The day the NFL got sudden life

THE GREATEST GAME

It was 50 years ago that the Baltimore Colts-New York Giants title game lifted the NFL's popularity to new heights.

In the murky gloaming of old Yankee Stadium exactly 50 years ago, on Dec. 28, 1958, Alan Ameche burrowed through a chasm over right tackle at the goal line to climax the "Greatest Game Ever Played," the historic moment captured in a photograph from the end zone that is famous in football lore.

My perspective from a press box seat in the mezzanine level of the stadium was different.

The "sudden death" victory of the Baltimore Colts over the New York Giants, 23-17, for the NFL championship propelled professional football past baseball as the national pastime. This was sitting in on history -- well, sports history -- before my eyes.

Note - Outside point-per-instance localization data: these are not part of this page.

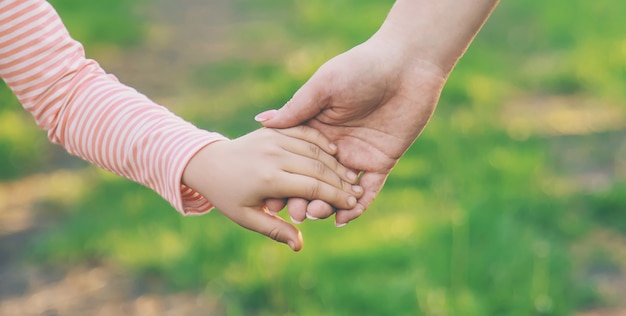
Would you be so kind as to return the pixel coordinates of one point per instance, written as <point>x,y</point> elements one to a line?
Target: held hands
<point>247,178</point>
<point>372,102</point>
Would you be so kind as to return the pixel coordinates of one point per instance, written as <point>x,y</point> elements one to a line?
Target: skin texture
<point>374,100</point>
<point>239,176</point>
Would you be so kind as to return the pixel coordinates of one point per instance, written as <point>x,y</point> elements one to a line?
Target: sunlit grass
<point>477,218</point>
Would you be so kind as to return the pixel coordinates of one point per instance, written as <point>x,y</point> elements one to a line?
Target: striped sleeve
<point>90,113</point>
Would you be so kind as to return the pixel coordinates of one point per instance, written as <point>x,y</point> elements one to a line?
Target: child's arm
<point>91,114</point>
<point>237,177</point>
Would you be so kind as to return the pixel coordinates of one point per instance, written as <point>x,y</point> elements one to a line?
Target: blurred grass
<point>471,221</point>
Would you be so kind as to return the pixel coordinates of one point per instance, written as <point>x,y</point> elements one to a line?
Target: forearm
<point>90,113</point>
<point>437,32</point>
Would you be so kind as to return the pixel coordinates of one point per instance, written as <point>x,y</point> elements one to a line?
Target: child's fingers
<point>275,205</point>
<point>318,209</point>
<point>296,207</point>
<point>269,225</point>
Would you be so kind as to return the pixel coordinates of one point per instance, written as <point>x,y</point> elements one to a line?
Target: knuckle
<point>315,150</point>
<point>314,191</point>
<point>319,167</point>
<point>274,233</point>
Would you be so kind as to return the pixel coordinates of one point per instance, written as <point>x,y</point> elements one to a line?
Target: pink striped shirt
<point>90,113</point>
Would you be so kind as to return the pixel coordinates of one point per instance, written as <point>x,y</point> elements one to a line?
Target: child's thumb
<point>273,227</point>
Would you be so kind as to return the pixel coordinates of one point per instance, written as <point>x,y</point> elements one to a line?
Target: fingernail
<point>352,201</point>
<point>293,220</point>
<point>311,217</point>
<point>264,116</point>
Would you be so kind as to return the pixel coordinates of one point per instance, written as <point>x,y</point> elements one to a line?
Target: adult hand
<point>372,103</point>
<point>238,176</point>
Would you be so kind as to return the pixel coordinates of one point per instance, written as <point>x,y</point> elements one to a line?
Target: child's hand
<point>239,175</point>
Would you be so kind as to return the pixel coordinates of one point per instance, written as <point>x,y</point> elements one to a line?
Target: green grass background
<point>470,222</point>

As a young sportswriter getting immersed in the pro football of the 1950s -- it lagged far behind baseball and even college football in public interest -- I had a special kinship with the New York Giants and Baltimore Colts. I was not a fan. The word "fan" derives from "fanatic," and I never felt that way about sports. I admired athletic achievement under pressure and was thrilled by the competition.

The star performer of the Giants was Frank Gifford, a versatile running back who came out of the oil field country near Bakersfield and married the campus beauty queen at USC. During the season, they (like many Giants) lived at the Concourse Plaza Hotel near Yankee Stadium, and Frank invited me to postgame parties in his apartment. Gifford received the Jim Thorpe Trophy (my creation) as the NFL's most valuable player in 1956.

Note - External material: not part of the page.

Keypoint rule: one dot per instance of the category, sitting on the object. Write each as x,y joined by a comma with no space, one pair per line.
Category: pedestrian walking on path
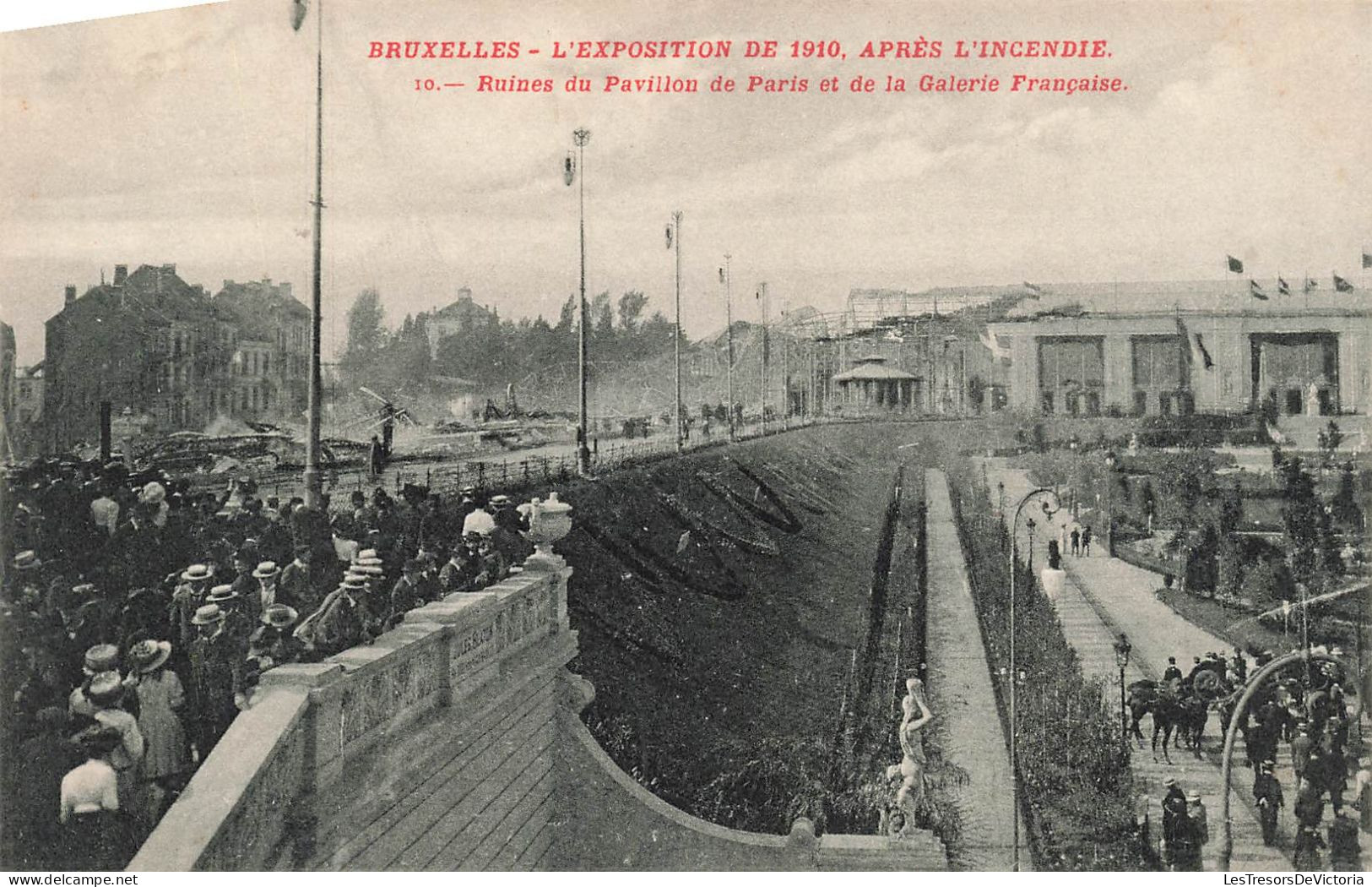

The next year John Unitas, the young quarterback of the Baltimore Colts, came to New York to be awarded the MVP trophy. Just two seasons earlier, the crew-cut passer in the quaint high-top shoes was picked up from the semi-pro western Pennsylvania Bloomfield Rams, who paid him $6 a game. Unitas was the dominant player on the frozen turf of Yankee Stadium in that 1958 classic (and got a brand new Corvette for his MVP performance).

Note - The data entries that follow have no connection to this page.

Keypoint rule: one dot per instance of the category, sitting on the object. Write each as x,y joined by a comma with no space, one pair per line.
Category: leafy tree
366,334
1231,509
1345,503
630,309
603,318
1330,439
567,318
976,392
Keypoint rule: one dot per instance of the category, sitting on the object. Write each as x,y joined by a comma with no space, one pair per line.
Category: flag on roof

My first extensive travel with a pro football team was the two weeks annually I was invited to spend with the Colts on their season-ending West Coast trips. Heading to Southern California for the Rams game, the Colts moved into the staid Huntington Hotel in Pasadena, where a covey of little blue-haired old ladies who lived there clucked over the football behemoths and wanted to know where they had gone to school.